Tourism on Mirabel was rampant all months now, not just winters, when travellers arrived from the north. With the spike in vacationers came the hike in traffic.

A few hours after the Buttercup shift finished, Angel would walk the twenty minutes to his next job - traffic conducting in front of Billy’s Shopping Pavilion. It was the most congested intersection on the island. Everyone flocked to Billy’s - small restaurants, souvenir shops, and an overpriced grocery store. Out front in massive black iron cages were ten tropical birds with names like Mr. Handsome, and Wild-Rose.

He’d hit the Spoonbill in the evening if Alma didn’t mind. A few beers and a small meal. He never chatted with the bar staff. But they always had a joke for the regulars. The later it was, the dirtier, and not very funny.

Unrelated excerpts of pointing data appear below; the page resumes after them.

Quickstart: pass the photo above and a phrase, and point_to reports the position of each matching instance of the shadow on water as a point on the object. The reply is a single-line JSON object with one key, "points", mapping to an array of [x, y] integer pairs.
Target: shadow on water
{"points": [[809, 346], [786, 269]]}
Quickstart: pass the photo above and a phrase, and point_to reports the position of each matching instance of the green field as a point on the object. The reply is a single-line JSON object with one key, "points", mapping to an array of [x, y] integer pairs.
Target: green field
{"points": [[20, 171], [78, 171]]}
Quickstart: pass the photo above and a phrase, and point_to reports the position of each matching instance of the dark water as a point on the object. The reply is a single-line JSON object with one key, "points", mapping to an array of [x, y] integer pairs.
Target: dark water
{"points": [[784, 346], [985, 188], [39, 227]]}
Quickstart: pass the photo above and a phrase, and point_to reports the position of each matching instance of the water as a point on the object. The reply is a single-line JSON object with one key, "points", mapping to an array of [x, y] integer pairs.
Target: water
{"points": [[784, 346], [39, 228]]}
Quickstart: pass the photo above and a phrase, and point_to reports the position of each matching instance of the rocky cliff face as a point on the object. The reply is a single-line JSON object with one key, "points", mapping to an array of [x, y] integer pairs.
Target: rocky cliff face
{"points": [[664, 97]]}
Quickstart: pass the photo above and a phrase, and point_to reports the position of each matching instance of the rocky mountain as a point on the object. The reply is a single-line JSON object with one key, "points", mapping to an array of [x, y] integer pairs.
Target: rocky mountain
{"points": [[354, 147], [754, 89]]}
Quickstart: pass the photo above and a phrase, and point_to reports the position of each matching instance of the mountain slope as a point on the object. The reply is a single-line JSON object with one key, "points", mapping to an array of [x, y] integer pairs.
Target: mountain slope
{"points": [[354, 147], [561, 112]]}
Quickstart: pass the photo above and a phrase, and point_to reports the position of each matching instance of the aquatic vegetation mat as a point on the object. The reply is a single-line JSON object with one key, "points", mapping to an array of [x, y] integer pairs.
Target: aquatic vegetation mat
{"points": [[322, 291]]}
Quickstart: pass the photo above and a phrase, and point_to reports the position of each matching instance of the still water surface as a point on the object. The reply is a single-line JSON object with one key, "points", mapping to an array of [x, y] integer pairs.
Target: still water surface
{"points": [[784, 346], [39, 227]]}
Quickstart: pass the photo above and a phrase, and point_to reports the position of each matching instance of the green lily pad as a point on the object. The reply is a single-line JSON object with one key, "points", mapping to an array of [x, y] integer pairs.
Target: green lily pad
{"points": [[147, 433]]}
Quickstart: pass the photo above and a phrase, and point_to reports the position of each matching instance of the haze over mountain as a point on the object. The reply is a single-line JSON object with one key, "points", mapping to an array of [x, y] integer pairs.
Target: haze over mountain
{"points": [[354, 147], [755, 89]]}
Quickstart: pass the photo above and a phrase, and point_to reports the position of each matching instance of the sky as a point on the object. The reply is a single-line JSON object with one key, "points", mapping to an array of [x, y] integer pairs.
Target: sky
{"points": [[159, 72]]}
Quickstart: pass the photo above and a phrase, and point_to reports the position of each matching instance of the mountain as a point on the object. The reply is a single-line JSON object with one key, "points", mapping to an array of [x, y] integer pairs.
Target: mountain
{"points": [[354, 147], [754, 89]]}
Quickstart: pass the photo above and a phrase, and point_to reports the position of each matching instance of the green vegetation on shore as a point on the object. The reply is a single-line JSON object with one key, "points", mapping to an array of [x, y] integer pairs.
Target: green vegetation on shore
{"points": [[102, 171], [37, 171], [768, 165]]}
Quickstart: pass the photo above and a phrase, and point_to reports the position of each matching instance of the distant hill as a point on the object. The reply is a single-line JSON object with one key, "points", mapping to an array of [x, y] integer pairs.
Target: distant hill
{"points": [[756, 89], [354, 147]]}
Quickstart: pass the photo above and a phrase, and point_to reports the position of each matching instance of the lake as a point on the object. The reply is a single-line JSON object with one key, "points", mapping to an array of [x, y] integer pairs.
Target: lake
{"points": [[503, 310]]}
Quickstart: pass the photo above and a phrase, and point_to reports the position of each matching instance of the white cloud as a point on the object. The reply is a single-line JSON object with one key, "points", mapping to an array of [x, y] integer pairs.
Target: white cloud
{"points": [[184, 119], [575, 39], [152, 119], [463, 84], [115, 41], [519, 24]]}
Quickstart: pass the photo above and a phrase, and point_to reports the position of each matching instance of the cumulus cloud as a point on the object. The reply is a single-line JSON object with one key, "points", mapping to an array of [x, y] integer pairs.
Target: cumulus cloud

You heard about the guy who couldn’t find his moral compass? He got lost following his dick around the world.

At least once a week, some tourist at the bar would ask about his ‘Mexican heritage’. Angel would smile politely, shake his head, then avert his gaze to end the discussion. Always a disappointment in their eyes, a tight smile to hide their embarrassment. Angel knew tourists, disoriented and out of their element. The last thing they wanted was to be corrected, especially if they were wrong, and drunk.
Friday evening, two men from Atlanta came in, sunburned voices drawled out from drinking in the heat, the bodies of lapsed athletes.

Hey buddy. You like Corona, right? I heard it’s recycled toilet water, an’ the limes ain’t for flavour, they’re like the disinfectant, right?

Angel’s eyes were heavy from the fourth beer and late hour. But he couldn’t avoid it.

Something split inside him. Eyes wide, he leaned forward and smoothed over his moustache.

“Don’ know, senior. I theenk you meebee right about tha’ Corona, senior.”

“What the hell you doin’ in Florida, Pedro?” asked the other.

“Landscaping senior, gardening. Paying for my Madre. She ees seeck.”

“Shoot. Sorry to hear it pal.”

“Say, you like the tequila, Pedro? What’s the best kind, in Florida?”

Angel stared at them for a time, searching his memory. A few Spanish words he’d learned from Alma. He clenched his teeth.

Mierda-Orina ees baist of all.”

“Is that there the one with the worm?”

Angel downed his beer and started for the door, “I don’t fucking know, okay guys, I’m not Mexican. Fuck off.” He headed into the night beneath the palms, shaded from the streetlamps, down the steps to the sidewalk, but not before they pounded his face in.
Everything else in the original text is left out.